U.S. at 558). A court reviewing a motion to dismiss under Rule 12(b)(6) may consider “(1) the facts set forth in the complaint, (2) documents attached to the complaint, and (3) matters of which judicial notice may be taken under Federal Rule of Evidence 201.” Inclusive Cmtys Project, Inc. v. Lincoln Prop. Co., 920 F.3d 890, 900 (5th Cir. 2019). II. Analysis A. Default Against Dr. LeLeux On March 10, 2023, the court entered a stay and entered default against Dr. Patrick LeLeux. (Docket Entry No. 141). In October, Dr. LeLeux moved to set aside the entry of default. (Docket

Entry No. 167).

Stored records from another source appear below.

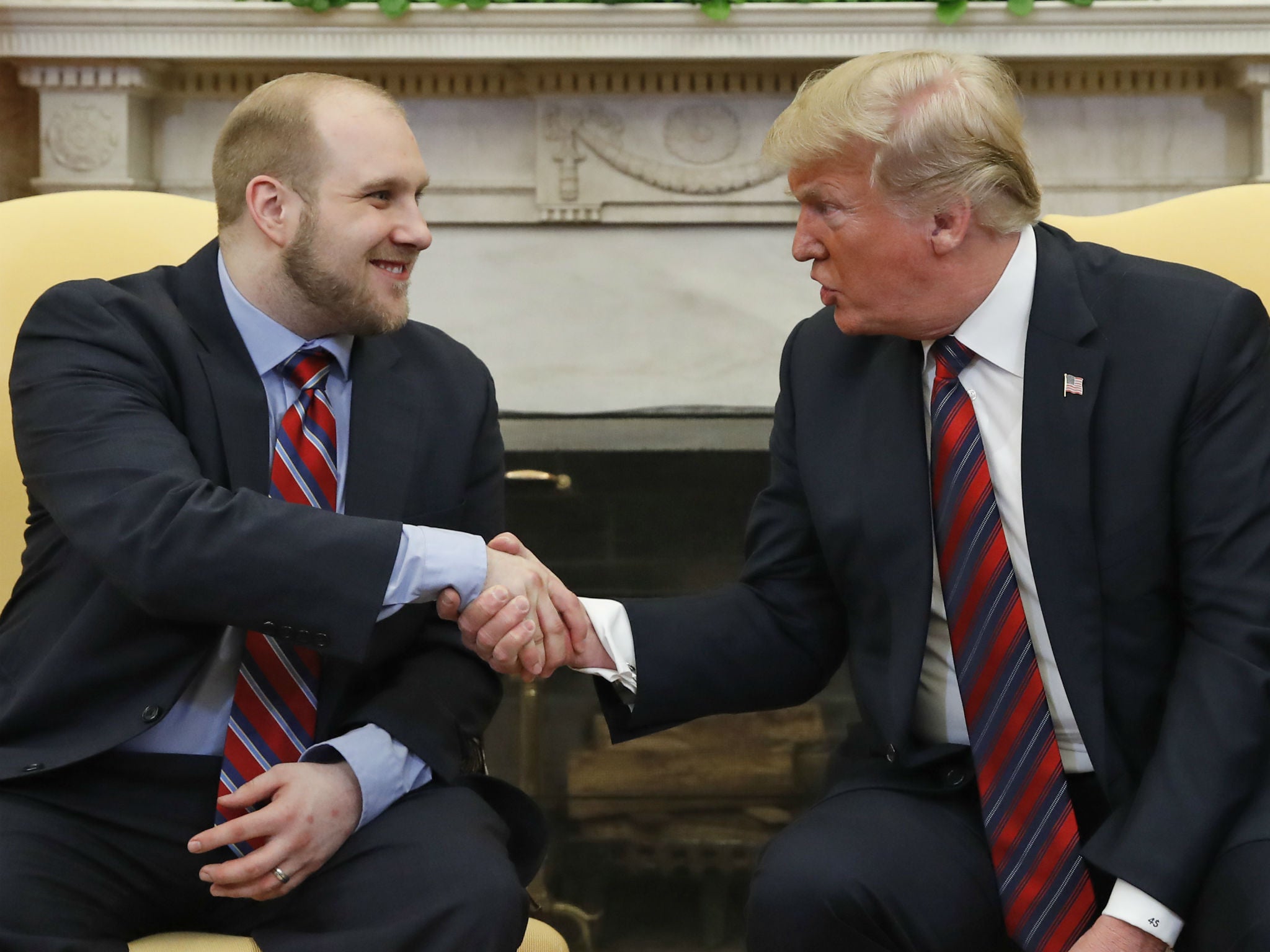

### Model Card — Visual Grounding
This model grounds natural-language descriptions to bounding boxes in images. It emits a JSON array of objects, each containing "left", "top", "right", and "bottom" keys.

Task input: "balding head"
[{"left": 212, "top": 73, "right": 404, "bottom": 231}]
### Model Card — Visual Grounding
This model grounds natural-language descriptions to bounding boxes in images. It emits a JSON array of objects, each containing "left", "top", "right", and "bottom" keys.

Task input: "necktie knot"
[
  {"left": 280, "top": 348, "right": 335, "bottom": 392},
  {"left": 931, "top": 335, "right": 975, "bottom": 379}
]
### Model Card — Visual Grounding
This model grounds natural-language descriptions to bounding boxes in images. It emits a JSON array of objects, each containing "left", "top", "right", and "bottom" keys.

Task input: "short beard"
[{"left": 282, "top": 207, "right": 409, "bottom": 337}]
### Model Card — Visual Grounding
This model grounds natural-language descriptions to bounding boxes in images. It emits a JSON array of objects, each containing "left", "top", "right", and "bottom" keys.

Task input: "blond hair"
[
  {"left": 763, "top": 50, "right": 1040, "bottom": 234},
  {"left": 212, "top": 73, "right": 405, "bottom": 229}
]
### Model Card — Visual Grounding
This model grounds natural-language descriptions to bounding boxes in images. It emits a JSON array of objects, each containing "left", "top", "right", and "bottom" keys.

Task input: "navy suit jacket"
[
  {"left": 601, "top": 224, "right": 1270, "bottom": 917},
  {"left": 0, "top": 241, "right": 541, "bottom": 883}
]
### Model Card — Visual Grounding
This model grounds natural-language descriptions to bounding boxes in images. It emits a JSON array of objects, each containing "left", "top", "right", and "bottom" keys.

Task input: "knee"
[
  {"left": 451, "top": 861, "right": 528, "bottom": 950},
  {"left": 745, "top": 831, "right": 870, "bottom": 952}
]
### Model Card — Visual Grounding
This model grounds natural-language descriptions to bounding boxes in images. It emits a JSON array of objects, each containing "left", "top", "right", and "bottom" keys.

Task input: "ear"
[
  {"left": 930, "top": 198, "right": 974, "bottom": 255},
  {"left": 246, "top": 175, "right": 303, "bottom": 247}
]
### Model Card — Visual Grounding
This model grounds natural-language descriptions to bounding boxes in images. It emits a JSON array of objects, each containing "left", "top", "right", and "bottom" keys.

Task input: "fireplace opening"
[{"left": 486, "top": 449, "right": 857, "bottom": 952}]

Courts routinely set aside entries of default when the delay in answering or filing a responsive pleading is short, there is no prejudice, and there is a meritorious basis to defend. Effjohn Int’l Cruise Holdings, Inc. v. A&L Sales, Inc., 346 F.3d 552 (5th Cir. 2003). Here, there was no prejudice from setting aside the default given the delay caused by the stay, and Dr. LeLeux has stated a strong affirmative defense.